His eyes flashed open.

The breath thudded out of Hesina as she slammed into the wall. The rod bisected her throat. Light and dark blotched her vision. Ringing filled her ears. Smoke clogged the rest of her senses, dulling the pain, the shock.

Akira pressed the rod closer. The fire backlit his face in washes of red and umber. His hair was down, out of its tie, brown bangs screened over gray eyes devoid of recognition.

This wasn’t Akira. This was somebody else. A stranger. A killer. A scream rose in Hesina’s chest, but her throat clamped down. No. She couldn’t. She couldn’t bring the guards running unless she wanted to lose her representative.

“Akira…it’s…me…”

Somehow, someway, she got a hand between the rod and her throat. As she strained, something twitched in Akira’s expression. The death-like stillness to his face cracked, and the pieces scattered like mah-jongg tiles.

The rod clattered as it fell.

Hesina slumped, choking on air. Akira lifted a hand as if to pat her back, but withdrew when she flinched away. He removed a jar from the cross folds of his hanfu and tossed its contents over the flames. The fire died under the rain of white powder.

He retrieved the vial of poison from the ash and embers and showed her what once had been the orange-toned liquid, now reduced to a gray powder. He explained his process of condensing the gas into a liquid and distilling it, outlined further tests he planned to conduct. It was more than he’d ever spoken at once. It was a plea to forgive and forget.
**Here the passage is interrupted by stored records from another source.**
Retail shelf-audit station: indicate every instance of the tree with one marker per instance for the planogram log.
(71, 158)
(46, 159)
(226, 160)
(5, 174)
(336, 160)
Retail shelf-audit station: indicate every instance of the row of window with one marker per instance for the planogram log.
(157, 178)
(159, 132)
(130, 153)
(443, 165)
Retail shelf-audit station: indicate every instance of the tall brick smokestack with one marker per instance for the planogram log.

He was talking about how all substances had distinct boiling and disintegration points when Hesina couldn’t take it anymore.

“Stop that.” Akira fell quiet, and she leaned her head against the wall, wheezing. “Are you okay?”
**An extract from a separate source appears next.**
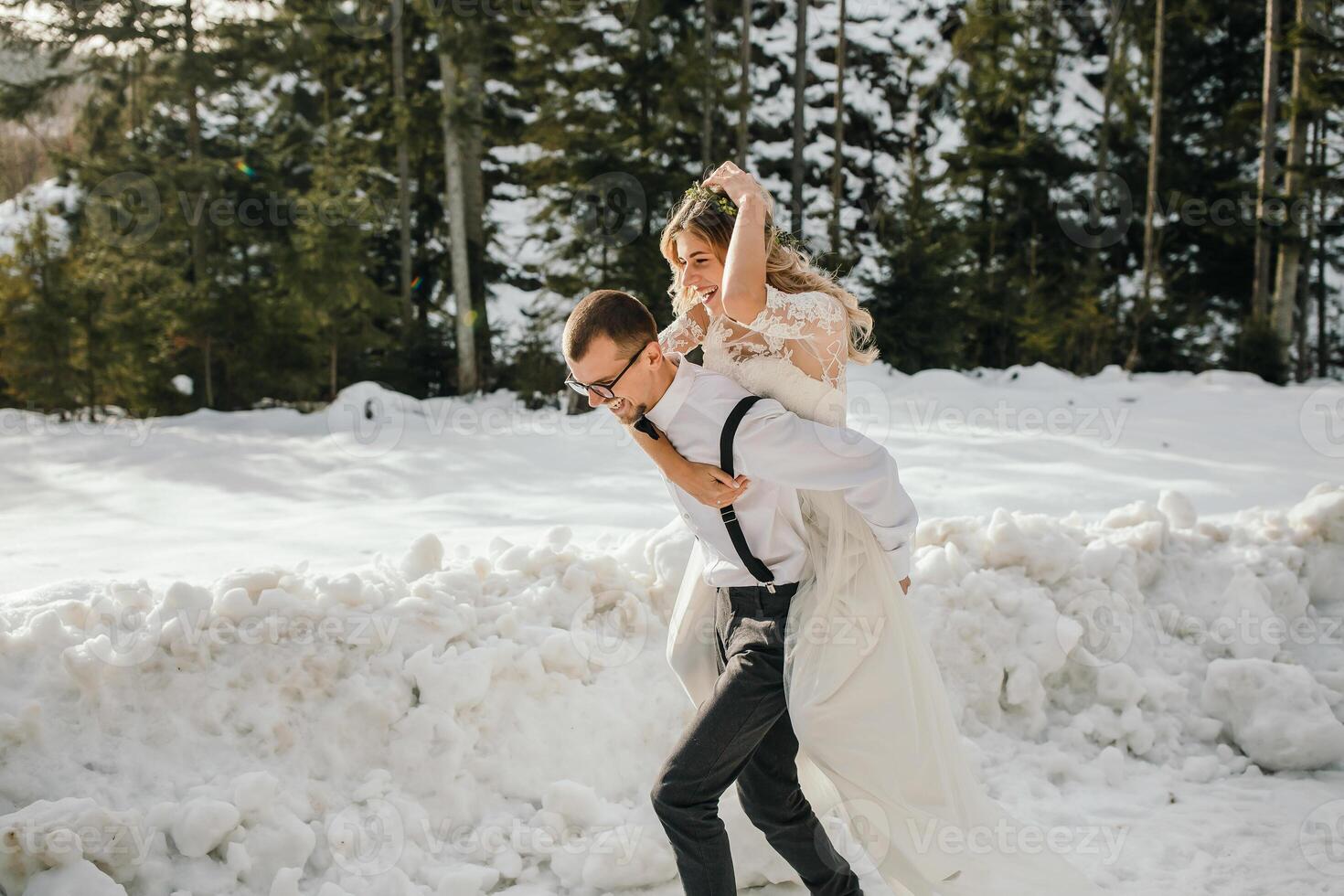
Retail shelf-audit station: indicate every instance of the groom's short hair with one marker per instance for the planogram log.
(609, 312)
He wouldn’t meet her gaze. “I should be asking that of you.”

Hesina was a little shocked, a little bruised, but mostly she was fine. She wasn’t the one who’d drunk a horn full of poisoned wine. “I’m summoning the Imperial Doctress if the poison is still bothering you.”

“Not the poison.” He gathered his hair back and retied it at the nape. “It’s okay. This is normal.”
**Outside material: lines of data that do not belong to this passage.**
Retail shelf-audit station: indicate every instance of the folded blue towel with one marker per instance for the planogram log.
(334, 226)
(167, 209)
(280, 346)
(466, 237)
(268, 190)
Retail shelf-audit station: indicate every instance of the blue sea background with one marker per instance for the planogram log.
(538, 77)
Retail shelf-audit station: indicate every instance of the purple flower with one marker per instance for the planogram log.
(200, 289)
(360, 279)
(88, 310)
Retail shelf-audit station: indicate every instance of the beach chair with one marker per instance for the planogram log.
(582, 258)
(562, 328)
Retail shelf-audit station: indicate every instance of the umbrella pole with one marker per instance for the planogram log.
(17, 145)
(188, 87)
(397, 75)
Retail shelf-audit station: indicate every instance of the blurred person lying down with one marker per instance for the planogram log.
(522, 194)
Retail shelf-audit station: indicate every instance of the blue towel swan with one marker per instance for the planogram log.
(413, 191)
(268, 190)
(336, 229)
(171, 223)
Sleeping through fires wasn’t Hesina’s definition of normal. And Akira didn’t look okay, upon closer inspection. The skin under his eyes was creased and translucent. His face was sallow. His collar had shifted to the side. Again, Hesina caught sight of that inked leaf, hooking over his shoulder like a demon’s claw.

She made up a story of a boy who’d done terrible things in his past. It was a tale of names shed like leaves, and old ghosts that visited when he slept—if he slept.

Am I right? Hesina wanted to ask. But it didn’t feel right to take his secrets from him, so she took his face instead, cupping it between her hands.

“Akira, I’m here.” She searched his eyes, willing him to understand. “I see you. You could be a convict or a merchant robber, and I would still see you as you are now. My representative. My friend.”

His lashes beat once as he blinked. Slowly, he closed a hand over her wrists and eased her hands off his face. But he didn’t drop them. The pulse in Hesina’s veins went erratic, and without thinking, she gave a tentative tug on her wrists.

He didn’t resist.

She drew him to her. The crowns of their heads met. Their breaths mingled, mismatched, her inhales his exhales, his exhales her inhales, tasting without touching, stealing what they willingly gave. His hold on her wrists tightened. Thin skin and warm air stood between them—nothing else. Nothing could stop Hesina from giving more.

“Don’t.”

The whispered word warmed her lips. Then it was gone, snuffed like a flame as Akira pulled back. “Do you know why I’m helping you?”

“To watch the spectacle.”

But Hesina knew it wasn’t true even before Akira shook his head. It was just another one of his non-answers.

“You seemed so certain of what you wanted.” Akira released her wrists, and her hands dropped to her lap. “I’ve never been. I helped you, hoping to find myself along the way.”

He lifted his rod and considered it. It’d gained several nicks from the journey, but his gaze glossed over the imperfections and flicked to her throat.

“But you haven’t,” she guessed. It wasn’t her fault, but she felt as if she’d let him down.

“No.” His lips quirked with a rueful smile. “Only I can help myself.”

“That’s not true.”

The smile disappeared, and Akira shrugged. “You say you see me, but you don’t. And trust me, you wouldn’t want to.”

His words unmoored her, left her floundering with no reply. She cast her gaze out to everything but Akira before anchoring on the book on the floor.

“I can read it.” She could almost hear Lilian’s groan. Tactless. Luckily, Lilian wasn’t here to see Hesina flush when she realized she’d never shown Akira the book. “It was the item in Mother’s chest.”

To his credit, Akira took it into stride. “The title?”